La rue est une salope et quand elle enfile ses souliers de 12cm afin de faire claquer ses talons sur le macadam de Porte de la Chapelle, dans le 18eme arrondissement de Paris, elle sait où elle va mais ne sait pas où elle finira.

Ses collants résilles, elle les a achetés à Barbès, au Tati qui fait l’angle, celui qui est en face de Vano, la boutique de tissus qui a brûlé il y a presque deux ans. Pour y accéder, elle remonte le boulevard de Barbès, les magasins de mariages à bas prix qui bordent les trottoirs, et s’attarde devant le Louxor, emblématique cinéma aux décors égypto-art déco, ré-ouvert après des années d’abandon.

Elle les achète par lot, la rue, ses collants résilles et elle s’assied au café pour les déballer, là où elle a ses habitudes, rue Myrha. De là, elle observe. En silence, elle observe l’effusion du quartier et les fidèles embrasser son sol, s’inclinant d’un geste à ses pieds, lui chuchoter leur prières, faute de place dans les mosquées.

La rue est une pute triste. Elle en a rendu plus d’un accro, elle le sait. Elle les voit, le soir, ces gens de la rue, traîner en bande ou seuls, incapable de se détacher de son sillon, arpenter ses courbes qu’ils connaissent mieux que personne.

Ils ne payent pas en argent, ils payent de leur vie.

Pour eux, la rue est une putain mais aussi une diabolique proxénète. Sous sa houlette, ils vendent leurs âmes au diable, caractérisé par la rue, au rabais. Ils l’aiment tellement cette salope et puis, non en fait, ils ont appris à l’aimer.

Alors, la rue se lève. Insolente, elle foule son bitume, réajuste les
plissures de sa jupe. La rue est une pute parfumée au  Chanel n5, odeur poudrée dont les effluves rappellent le Paris rive Gauche, le Paris heureux, le Paris aisé, le Paris artiste.

De ce côté-ci, la rue est une Reine qui ne connaît pas le supplice.

Poule de luxe qui boit son verre café de Flore, elle se plaît à faire ses courses à St Germain des Prés, au Bon Marché où rue de Grenelle, là où on la respecte, la rue. La rue est une tapin qui fait ses mèches chez Maniatis, rue de Sèvres,  salon dont les effluves d’acétone se mélangent aux produits chimiques composant les soins.

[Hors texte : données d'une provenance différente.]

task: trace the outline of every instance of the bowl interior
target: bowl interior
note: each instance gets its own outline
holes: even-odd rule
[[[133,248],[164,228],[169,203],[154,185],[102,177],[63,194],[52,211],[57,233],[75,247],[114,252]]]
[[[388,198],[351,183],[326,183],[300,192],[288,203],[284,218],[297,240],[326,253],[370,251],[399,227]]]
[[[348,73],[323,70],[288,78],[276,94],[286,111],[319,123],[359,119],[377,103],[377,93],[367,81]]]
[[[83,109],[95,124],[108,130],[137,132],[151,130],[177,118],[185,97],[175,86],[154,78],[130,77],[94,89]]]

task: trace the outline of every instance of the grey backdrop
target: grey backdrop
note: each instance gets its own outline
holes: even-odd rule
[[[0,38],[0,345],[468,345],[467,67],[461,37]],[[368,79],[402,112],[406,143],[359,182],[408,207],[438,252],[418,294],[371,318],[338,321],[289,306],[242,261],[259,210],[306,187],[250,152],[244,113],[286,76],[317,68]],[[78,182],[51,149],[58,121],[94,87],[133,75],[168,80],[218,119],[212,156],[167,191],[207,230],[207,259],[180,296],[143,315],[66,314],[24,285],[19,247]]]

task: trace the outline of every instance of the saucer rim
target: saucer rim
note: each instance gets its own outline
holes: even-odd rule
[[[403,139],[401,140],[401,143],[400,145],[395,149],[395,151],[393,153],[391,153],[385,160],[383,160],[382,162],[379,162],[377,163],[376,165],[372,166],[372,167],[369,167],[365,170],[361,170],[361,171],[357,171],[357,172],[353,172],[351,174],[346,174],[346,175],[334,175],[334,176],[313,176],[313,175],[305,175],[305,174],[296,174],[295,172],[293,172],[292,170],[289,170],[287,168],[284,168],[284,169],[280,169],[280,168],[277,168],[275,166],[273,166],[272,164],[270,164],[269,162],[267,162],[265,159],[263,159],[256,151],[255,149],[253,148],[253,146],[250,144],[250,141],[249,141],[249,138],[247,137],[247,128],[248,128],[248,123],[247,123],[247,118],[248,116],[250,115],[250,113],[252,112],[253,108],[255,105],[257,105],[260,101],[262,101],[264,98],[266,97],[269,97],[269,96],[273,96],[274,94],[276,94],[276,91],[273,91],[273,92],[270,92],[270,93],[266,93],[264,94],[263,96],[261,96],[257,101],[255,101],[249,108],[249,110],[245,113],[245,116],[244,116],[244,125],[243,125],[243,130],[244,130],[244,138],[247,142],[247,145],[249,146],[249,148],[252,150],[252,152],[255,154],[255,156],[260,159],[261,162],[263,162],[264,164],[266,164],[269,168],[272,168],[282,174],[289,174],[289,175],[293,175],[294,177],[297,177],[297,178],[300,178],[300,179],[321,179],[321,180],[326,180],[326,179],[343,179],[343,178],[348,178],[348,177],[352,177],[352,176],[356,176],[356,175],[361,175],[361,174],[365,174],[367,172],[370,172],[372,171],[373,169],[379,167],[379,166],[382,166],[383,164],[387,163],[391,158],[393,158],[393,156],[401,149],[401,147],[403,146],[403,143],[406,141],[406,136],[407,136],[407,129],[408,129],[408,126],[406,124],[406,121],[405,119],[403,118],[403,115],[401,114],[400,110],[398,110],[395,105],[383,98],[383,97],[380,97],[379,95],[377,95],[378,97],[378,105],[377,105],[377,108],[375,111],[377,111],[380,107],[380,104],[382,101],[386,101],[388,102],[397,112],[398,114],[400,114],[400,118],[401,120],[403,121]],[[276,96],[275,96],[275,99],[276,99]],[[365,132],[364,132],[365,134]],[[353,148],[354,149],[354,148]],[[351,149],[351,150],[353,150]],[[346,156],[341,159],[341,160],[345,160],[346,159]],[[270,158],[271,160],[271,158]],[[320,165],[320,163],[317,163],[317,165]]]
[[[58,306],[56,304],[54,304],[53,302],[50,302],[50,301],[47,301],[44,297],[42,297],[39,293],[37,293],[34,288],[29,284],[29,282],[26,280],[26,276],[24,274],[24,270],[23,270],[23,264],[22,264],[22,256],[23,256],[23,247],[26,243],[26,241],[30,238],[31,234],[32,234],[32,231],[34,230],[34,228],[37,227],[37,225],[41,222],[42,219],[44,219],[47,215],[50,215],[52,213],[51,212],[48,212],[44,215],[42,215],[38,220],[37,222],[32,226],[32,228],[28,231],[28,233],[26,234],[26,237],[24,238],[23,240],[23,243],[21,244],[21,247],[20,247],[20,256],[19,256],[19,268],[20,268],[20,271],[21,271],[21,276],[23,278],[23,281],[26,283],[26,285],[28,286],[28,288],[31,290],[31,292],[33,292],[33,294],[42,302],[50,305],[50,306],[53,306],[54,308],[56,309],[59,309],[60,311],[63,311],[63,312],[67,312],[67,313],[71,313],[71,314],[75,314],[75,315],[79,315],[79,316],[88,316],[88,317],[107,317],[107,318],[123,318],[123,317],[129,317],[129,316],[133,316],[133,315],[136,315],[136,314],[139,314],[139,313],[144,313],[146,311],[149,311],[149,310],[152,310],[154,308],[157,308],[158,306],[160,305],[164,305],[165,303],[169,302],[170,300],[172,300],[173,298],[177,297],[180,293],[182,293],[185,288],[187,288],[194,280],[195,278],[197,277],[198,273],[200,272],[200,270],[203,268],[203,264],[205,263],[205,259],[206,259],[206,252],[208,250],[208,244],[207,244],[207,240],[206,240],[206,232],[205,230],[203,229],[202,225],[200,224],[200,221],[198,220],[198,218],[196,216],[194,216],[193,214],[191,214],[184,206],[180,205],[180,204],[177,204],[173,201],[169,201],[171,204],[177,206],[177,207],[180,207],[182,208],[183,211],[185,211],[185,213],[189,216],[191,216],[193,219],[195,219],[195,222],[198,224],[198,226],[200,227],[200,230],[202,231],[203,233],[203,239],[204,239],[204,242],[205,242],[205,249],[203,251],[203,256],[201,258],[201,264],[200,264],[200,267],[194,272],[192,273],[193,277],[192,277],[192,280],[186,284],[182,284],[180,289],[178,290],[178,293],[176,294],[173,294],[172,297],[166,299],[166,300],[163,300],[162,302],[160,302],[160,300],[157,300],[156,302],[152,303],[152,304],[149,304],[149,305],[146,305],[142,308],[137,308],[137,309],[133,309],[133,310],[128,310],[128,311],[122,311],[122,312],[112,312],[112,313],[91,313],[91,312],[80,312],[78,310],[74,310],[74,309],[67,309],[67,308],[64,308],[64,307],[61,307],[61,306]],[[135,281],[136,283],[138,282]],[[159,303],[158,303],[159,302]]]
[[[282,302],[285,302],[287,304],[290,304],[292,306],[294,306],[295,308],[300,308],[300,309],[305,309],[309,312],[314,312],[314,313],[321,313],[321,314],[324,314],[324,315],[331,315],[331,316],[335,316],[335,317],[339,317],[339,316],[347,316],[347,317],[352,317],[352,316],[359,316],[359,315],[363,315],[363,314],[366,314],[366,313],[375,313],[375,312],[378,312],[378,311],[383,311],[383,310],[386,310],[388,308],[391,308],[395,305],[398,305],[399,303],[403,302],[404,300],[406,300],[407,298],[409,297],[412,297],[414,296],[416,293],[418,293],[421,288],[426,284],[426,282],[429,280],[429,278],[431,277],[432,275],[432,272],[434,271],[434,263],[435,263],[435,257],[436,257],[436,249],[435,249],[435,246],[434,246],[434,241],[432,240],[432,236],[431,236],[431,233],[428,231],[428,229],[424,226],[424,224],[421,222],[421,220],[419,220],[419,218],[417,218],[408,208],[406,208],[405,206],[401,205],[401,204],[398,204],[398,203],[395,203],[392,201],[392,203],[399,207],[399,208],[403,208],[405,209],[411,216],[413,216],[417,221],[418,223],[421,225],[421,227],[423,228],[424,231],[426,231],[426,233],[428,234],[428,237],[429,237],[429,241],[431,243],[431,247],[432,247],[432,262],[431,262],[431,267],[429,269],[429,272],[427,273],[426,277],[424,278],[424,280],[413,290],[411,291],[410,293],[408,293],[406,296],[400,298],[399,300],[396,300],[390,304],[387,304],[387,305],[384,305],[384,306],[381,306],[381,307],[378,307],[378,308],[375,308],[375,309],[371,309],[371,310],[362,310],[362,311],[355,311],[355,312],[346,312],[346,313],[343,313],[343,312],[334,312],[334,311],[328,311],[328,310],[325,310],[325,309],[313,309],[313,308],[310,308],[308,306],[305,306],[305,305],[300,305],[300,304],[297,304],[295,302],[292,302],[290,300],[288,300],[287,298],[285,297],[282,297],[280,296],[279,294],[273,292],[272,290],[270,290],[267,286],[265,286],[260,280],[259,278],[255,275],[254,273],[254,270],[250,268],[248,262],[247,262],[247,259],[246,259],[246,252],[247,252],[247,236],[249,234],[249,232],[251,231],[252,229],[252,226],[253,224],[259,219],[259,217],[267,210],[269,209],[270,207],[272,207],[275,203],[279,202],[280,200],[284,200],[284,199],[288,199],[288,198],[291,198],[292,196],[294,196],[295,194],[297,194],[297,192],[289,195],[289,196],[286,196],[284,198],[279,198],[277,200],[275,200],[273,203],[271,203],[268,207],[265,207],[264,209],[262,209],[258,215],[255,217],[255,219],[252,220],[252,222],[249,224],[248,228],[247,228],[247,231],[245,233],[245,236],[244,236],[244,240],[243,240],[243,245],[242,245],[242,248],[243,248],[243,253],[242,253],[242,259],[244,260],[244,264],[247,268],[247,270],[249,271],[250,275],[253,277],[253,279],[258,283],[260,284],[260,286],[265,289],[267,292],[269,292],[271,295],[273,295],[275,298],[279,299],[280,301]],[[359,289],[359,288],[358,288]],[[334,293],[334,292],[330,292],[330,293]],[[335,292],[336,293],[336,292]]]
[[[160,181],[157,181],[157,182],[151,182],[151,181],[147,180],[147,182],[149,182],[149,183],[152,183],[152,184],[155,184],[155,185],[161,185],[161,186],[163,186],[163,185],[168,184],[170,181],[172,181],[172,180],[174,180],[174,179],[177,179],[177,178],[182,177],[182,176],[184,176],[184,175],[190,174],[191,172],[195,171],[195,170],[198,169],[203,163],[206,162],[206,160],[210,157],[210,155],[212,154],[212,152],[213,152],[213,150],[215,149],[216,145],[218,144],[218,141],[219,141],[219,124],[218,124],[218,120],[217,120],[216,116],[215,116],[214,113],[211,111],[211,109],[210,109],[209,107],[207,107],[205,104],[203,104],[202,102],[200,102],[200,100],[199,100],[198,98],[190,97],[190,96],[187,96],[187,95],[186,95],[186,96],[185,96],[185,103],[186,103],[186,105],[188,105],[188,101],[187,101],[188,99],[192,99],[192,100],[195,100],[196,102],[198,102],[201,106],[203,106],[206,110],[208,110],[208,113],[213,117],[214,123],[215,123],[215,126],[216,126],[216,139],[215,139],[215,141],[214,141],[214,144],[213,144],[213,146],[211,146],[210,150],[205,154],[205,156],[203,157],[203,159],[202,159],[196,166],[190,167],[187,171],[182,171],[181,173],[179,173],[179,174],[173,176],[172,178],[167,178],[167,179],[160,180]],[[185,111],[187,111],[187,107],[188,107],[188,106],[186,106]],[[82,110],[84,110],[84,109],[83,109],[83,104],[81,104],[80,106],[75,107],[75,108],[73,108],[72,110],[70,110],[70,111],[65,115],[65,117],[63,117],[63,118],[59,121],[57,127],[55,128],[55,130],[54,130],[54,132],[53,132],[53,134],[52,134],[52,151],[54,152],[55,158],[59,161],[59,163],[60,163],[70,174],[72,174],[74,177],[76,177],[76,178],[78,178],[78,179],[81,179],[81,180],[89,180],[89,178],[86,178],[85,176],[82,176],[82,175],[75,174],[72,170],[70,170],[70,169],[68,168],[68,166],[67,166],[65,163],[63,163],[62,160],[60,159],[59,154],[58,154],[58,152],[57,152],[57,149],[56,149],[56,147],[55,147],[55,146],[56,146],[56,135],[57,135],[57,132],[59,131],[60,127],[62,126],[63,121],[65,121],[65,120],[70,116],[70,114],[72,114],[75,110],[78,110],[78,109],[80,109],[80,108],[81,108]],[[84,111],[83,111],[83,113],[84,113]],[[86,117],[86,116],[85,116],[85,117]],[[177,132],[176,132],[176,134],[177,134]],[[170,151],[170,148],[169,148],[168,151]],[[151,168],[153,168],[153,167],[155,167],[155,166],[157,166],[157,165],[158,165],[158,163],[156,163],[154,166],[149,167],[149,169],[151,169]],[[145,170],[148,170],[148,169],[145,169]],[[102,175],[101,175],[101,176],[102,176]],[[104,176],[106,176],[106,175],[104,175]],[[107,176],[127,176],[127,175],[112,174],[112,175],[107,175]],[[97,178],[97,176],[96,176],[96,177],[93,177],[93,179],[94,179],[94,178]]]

Il a pignon sur rue, le salon, et la catin entraperçoit sa vie à travers l’imposante vitrine.

Son sac, il vient de Céline.

La boutique se trouve avenue Montaigne, non loin des Champs-Élysées et du Plaza Athènes, et là-bas, pour tous les touristes aux porte-monnaie gonflés d’orgueil et d’argent,  la rue est une institution de la mode qu’il faut savoir honorer.

Ses courbes abritent en son sein un microcosme élitiste, se plaît elle à penser. La rue est une pute indispensable et jamais indisposée.

Elle se sent importante et elle se sent aimée, animée de sentiments d’oisivité et de conquête. La rue est une pute et le reflet d’une époque.

La rue est une tapin lascive, piétinée par des millions de gens insensibles à sa douleur. Alors elle leur renvoit leur missiles sous forme de culte. La rue est un culte.

Soutenant les murs du monde, témoin des révolutions et
des changements mondiaux, la rue est une pute intemporelle témoin à vie et marquée par la connerie des hommes.

Mais c’est son boulot de pute. Fermer les yeux et simuler. Vendre son cul et déclencher des guerres. Pour un bout de terrain où le rond d’une hanche, le combat est le même.

Et puis, la rue est une garce mélancolique.

Pigalle la nuit, Moulin rouge et Folies Pigalle. Flash de vodka, taxi rouge et prostituées au rabais.  Tristes décors, triste constat. La rue est esseulée, au final.  Peu importe qui tu es, d’où tu viens, la rue n’a pas de critères de sélection. Elle ne fait pas de discrimination. Elle est de confession intime. La rue, c’est comme la faucheuse. Elle te rattrape toujours.